树祖疑惑:“她这样有什么问题吗?”
云垚解开梦璃脖子上的驭兽环,梦璃下意识地运转了灵气。
刚踏入修行的修士需要很努力的才能进入修行状态, 要时时提醒自己记得运转灵气, 但到了一定修为后, 运转灵气简直成为本能无法克制。
只这么一下, 她便痛苦地栽倒在地上。
云垚说:“她因为血脉互斥,快死了。”
树祖看着在地上痛苦挣扎、翻滚的梦璃,好一会儿才慢吞吞道:“好像兽类是会出现这样的情况。”继而又说:“他们太娇气了。”
和人族依靠教学传承延续不同,妖族多依靠血脉传承。
所谓血脉传承不仅仅是指先辈封印在血脉中的知识,还包括吞噬同源精血可以提升进化的途径。
只是这种吞噬手段中, 兽类妖族和草木精族的展现结果又有不同。
妖血多爆裂而强大,而精族则更为奇诡。
精族在吞噬其他精族得到进化后,只要熬过最初的变异,便能一帆风顺没有影响。
而妖族相反,在初期时未必会有多大反应,到了后期不知何时便可能出现血脉反噬的反应。
梦璃和天心现在就是这种情况,尤其她们身上不但有妖族血脉,还因依托精族降生,也带了些精族的特性。
这本是不可能自然出现的状况,还是树祖当初为了救这对姐妹才变成这样。
树祖说:“重新种一次就好了。”
云垚就看向梦璃:“你身上的神通是由精族提供,想要保留神通又消除血脉弊端,看来只有这个办法了。”
梦璃此时根本没有思考的能力。
云垚重新给她戴上驭兽环,又问了一遍,她却还是茫然的状态:“哈?”
“……算了,你再仔细想想吧。”
云垚干脆去物色适合的灵植仙药。
过程中发现好些连太仪仙门都不曾收录的灵草,便很惊喜地去跟树祖商议:“可以交换吗?”
她一把一把地掏出灵种、果子、法器、符箓、丹药、灵石……等等,问树祖:“您有想要的嘛?如果想要别的,我也可以回家取哦。”
树祖的脸在粗壮的需要数人环抱的树干上挪了挪,看着云垚那些零零碎碎的小东西,竟也不嫌弃,反而十分好奇地问。
“这是什么?”
“这是光阴琥珀,里面封存的是过去时光。”
“这铃铛是哑铃,能吸纳方圆百里内的声音。”
“这卷轴是众生之谱,是人物符图的一种……”
树祖的脸毫无波澜,声音也没有起伏,只有话语带着点内容:“哦……喔……噢……”
等最后,他仿佛一个无知凡人般感慨:“人族的法器真有趣啊。”
就如梦璃所说,人族厉害的未必是技艺和手段,而在于人族层出不穷的创造力。
每睡一觉醒来,树祖都能感觉到这世界的莫大变化,而这变化通常来自于人族。
但树祖并没有要这些虽然有趣可其实他不大用得上的法器,只说:“只要没开智的,你都能带走。”
云垚却很坚持:“那怎么行呢。”
亲近的长辈无偿给她东西,她都会大大方方地收下,可是树祖不一样啊。
她想了想。
攻击力且不提,大部分精族的自保能力弱于妖兽,但由于体质问题,精族对法器的依赖远比妖兽低。

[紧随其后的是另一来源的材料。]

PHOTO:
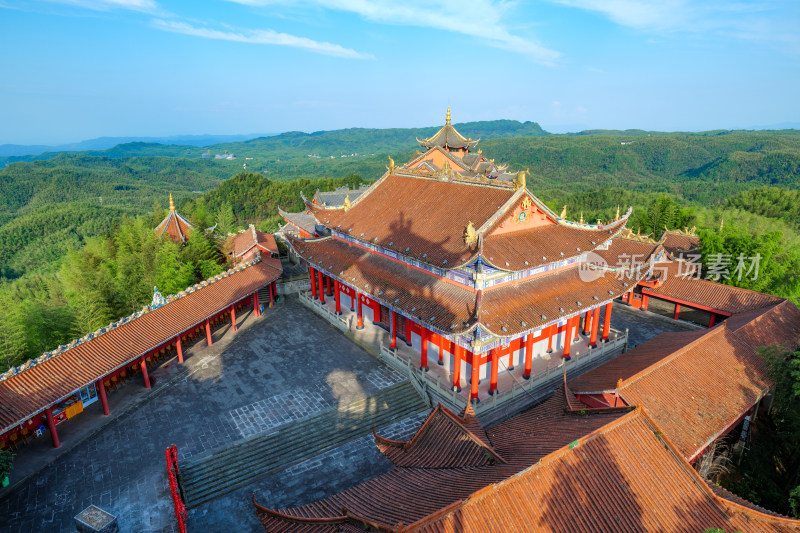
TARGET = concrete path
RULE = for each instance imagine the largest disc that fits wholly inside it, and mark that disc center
(243, 384)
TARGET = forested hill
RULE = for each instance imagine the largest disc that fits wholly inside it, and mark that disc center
(293, 144)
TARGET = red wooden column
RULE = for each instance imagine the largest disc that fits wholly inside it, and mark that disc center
(595, 323)
(423, 361)
(143, 365)
(493, 380)
(208, 333)
(568, 338)
(476, 365)
(393, 328)
(607, 322)
(526, 374)
(457, 354)
(312, 275)
(51, 425)
(101, 391)
(587, 322)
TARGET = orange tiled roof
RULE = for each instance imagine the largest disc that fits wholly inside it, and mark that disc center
(683, 392)
(303, 221)
(36, 388)
(541, 245)
(175, 226)
(676, 242)
(442, 429)
(243, 241)
(623, 477)
(710, 294)
(405, 495)
(431, 300)
(606, 377)
(419, 217)
(517, 307)
(779, 324)
(507, 310)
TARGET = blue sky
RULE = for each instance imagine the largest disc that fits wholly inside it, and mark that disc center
(77, 69)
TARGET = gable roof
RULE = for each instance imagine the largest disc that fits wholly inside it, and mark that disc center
(706, 293)
(623, 477)
(419, 217)
(174, 226)
(443, 441)
(37, 387)
(682, 392)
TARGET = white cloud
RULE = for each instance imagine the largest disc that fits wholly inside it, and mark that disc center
(146, 6)
(259, 37)
(762, 20)
(483, 19)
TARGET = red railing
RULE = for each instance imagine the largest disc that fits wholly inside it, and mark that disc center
(172, 473)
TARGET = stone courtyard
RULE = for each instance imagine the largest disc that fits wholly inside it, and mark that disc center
(277, 370)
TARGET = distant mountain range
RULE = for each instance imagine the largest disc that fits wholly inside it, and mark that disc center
(103, 143)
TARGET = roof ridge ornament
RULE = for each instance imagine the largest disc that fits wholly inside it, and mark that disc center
(520, 180)
(392, 168)
(470, 235)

且对于处于飞升临界点的树祖来说,下界法器已经没多大作用了。
云垚想起一个东西,“这是我自己悟出来的剑阵,我是雷灵根,或许对前辈渡劫有用呢。”
树祖却略过她装载剑阵的圆球,而是看向一旁被一并拿出来的玉简:“这是什么法器?”
“这是我们仙门的灵网。”云垚大大方方地拿起玉简:“里面是一个复杂的符阵,可以直接链接到仙门内部。”

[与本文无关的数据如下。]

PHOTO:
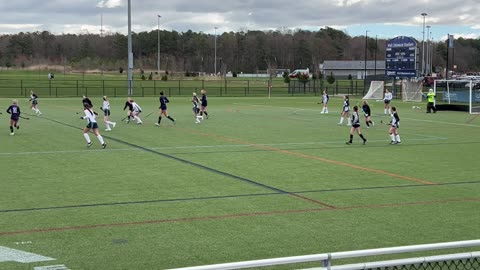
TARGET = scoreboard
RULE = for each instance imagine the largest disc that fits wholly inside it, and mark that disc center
(401, 57)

一条树枝伸来,直接就戳向玉简,而后毫无间断地便戳入了玉简深处。
“咦?”树祖用平澜无波的声调惊疑了一声:“好多人啊。”
而此时,太仪仙门的灵网之中,诸多神识里忽然多出一团巨大的外来者,普通弟子毫无所觉,管控灵网的云思却一下子感知到了。
下一瞬,云思的声音从玉简中传来:“阿垚?”
云垚凑过去打招呼:“爹爹,我在不周山,这是树祖前辈。”
云思:“……”
才这么点功夫,这孩子怎么就跟树祖扯上关系了?
须知不周山的三位妖王里,树祖是最为深居简出、不爱与人族来往的一位。
连云家都只知其名,未能与之交好。
似乎感觉到云思的疑惑,云垚十分坦率大方地说:“我的任务对象心愿事涉树祖,我就找过来啦。”
对于云垚而言,认识一个人,只要找到对方然后直接开口就好了。